If Congress fails to pass more aid, the flow of weapons from Washington to kyiv will dry up. Although that is an unlikely option, it should not be ruled out. And, in any case, the message that the United States is sending to its allies, to Ukraine and to Russia, is evident: American leadership in the conflict is in question, and it will be more so as the 2024 elections approach and public opinion’s rejection of giving weapons continues to grow. The decision of the ultra congressman Matt Gaetz of trying to force the resignation of the president of the House of Representatives, Kevin McCarthypartly because of his support for kyiv – and also partly out of sheer personal animosity – may postpone support for kyiv even further.
Those who oppose aid are concentrated mainly in the House of Representatives, although they have some support in the Senate, especially the senator from Kentucky Rand Paulan ultraliberal whose father, Ron Paulworks as a commentator on the Russian channel RT, formerly known as Russia Today.
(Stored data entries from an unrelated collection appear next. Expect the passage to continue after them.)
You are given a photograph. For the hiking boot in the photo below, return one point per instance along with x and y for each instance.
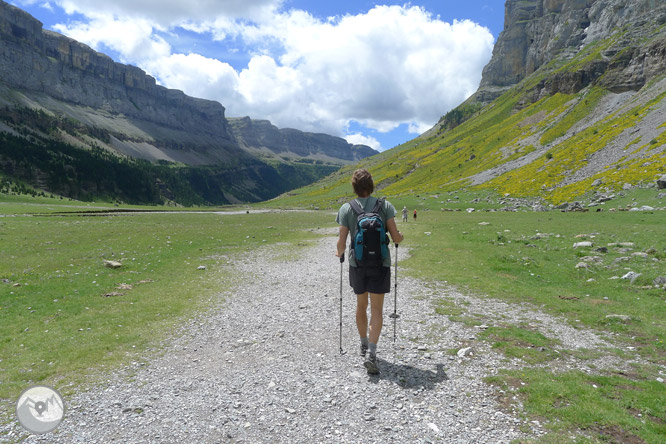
(371, 364)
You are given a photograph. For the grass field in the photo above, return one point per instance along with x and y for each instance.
(529, 257)
(64, 316)
(57, 327)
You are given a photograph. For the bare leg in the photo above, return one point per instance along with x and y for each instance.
(361, 314)
(376, 316)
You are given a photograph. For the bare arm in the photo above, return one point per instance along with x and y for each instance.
(342, 240)
(396, 236)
They are a minority group, but with enough power to intimidate a large part of that party’s bench, and with a thesis that is summarized in one sentence – something very important in the world of 21st century politics – and that also seems terrorize the Democrats who control the White House and the Senate: “Whoever wants to give aid to Ukraine shows that they care more about that country than about the United States”. The virulence of this attitude is such that in three days the Republican Party went from demanding in the House of Representatives a 10% cut in the budget in a series of items that represent around a third of US public spending to settling for these remain stable, as long as, of course, there is no aid for Ukraine.
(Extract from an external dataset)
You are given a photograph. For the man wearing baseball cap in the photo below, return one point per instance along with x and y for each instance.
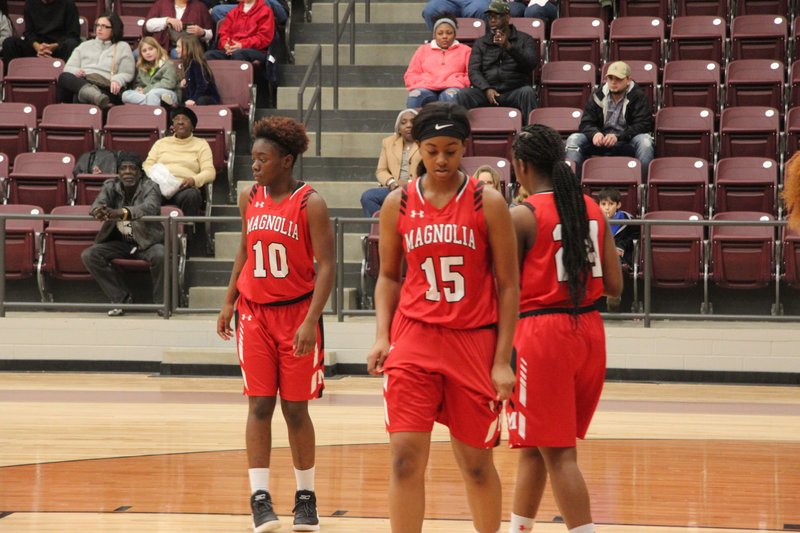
(501, 66)
(617, 120)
Added to this are other more far-fetched arguments, such as Paul’s fears in the spring that aid to kyiv would mean a wave of hyperinflation in United States. Demonstrating how an amount equivalent to 0.2% of the country’s GDP, or 0.7% of the federal State budget, can cause a rise in prices is something that could make Paul, who is an ophthalmologist by profession, worthy of the award. Nobel Prize in Economics. And finally, there is the argument that the United States, not Ukraine, is suffering a “invasion” of undocumented immigrants along its border with Mexicoand that that should be Washington’s political priority.
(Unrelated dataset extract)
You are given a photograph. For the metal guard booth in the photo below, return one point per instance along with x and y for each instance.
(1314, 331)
The refusal to support Kiev is such in that group that on Friday night Gaetz indignantly tweeted that McCarthy had reached a secret agreement with the Democrats to, once the crisis was over, approve more military aid to Ukraine. This Sunday, Gaetz announced that he will present a motion to remove McCarthy. It is very unlikely that the proposal will go ahead, among other things because the ultras are few and, furthermore, they do not have a candidate to replace McCarthy, who could count on the support of most of the Republicans and a considerable part of the democrats. But the move could further delay the delivery of aid to Ukraine.